Jürgen Schwarz, bisher im Presseteam des Kanzlers, wurde nach Krainers Abgang wiederum zum Vize-Kabinettschef ernannt.

Mit Christopher Berka hat Faymann allerdings einen weiteren Finanzexperten in seinem Team – der Ökonom arbeitete bereits unter dem damaligen Finanzstaatssekretär Andreas Schieder bzw. seiner Nachfolgerin, Sonja Steßl. Auch in seiner Zeit in der rebellischen Sektion 8 schrieb er immer wieder Plädoyers für die Vermögenssteuer. Im Vorjahr wurde Berka in die Expertenkommission zur Steuerreform entsandt.

 

Zwei Außenpolitik-Berater

Seit rund einem Jahr ist auch der 53-jährige Oberösterreicher Christian Horner mit dabei. Er ist für parlamentarische Angelegenheiten, insbesondere als Schnittstelle zwischen Klubs und Kanzleramt, zuständig. In den 1990er-Jahren war Horner bereits für den damaligen Innenminister Karl Schlögl als Ministersekretär tätig.
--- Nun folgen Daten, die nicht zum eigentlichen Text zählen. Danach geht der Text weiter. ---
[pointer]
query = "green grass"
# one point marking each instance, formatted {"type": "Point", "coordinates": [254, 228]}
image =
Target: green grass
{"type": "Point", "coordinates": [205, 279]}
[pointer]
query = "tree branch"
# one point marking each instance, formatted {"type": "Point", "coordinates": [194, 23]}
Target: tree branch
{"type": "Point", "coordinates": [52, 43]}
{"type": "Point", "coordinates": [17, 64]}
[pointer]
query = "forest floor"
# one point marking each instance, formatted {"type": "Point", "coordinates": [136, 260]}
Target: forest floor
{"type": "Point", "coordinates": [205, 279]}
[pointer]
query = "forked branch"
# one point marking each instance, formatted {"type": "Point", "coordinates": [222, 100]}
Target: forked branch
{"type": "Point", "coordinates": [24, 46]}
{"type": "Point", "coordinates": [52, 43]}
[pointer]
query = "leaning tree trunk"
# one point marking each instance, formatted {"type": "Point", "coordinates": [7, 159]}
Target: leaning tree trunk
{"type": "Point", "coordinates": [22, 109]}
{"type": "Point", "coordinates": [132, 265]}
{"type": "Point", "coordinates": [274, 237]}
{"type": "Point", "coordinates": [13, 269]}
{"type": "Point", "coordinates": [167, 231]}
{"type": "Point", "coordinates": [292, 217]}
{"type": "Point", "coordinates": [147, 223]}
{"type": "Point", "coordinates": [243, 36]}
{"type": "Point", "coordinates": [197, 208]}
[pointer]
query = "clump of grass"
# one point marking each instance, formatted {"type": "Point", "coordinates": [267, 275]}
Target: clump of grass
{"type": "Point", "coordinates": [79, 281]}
Gerhard Schmid, Chef der SPÖ Hietzing, ist ebenfalls Vize-Büroleiter – mit Fokus auf die Kooperation mit NGOs und Religionsgemeinschaften. Auch zwei Berater für außenpolitische Belange arbeiten im Kanzleramt: Raphael Sternfeld, der mit Ex-Bundesgeschäftsführerin Laura Rudas Karriere in der Partei gemacht hat, konzentriert sich auf die Zusammenarbeit im europäischen Bereich – und fungierte im EU-Wahlkampf auch als Pressesprecher für Eugen Freund.

Zweiter außenpolitischer Berater ist Stefan Pehringer. Der Jurist leitete bereits das Unesco-Referat im Außenministerium und war Botschafter in Lettland.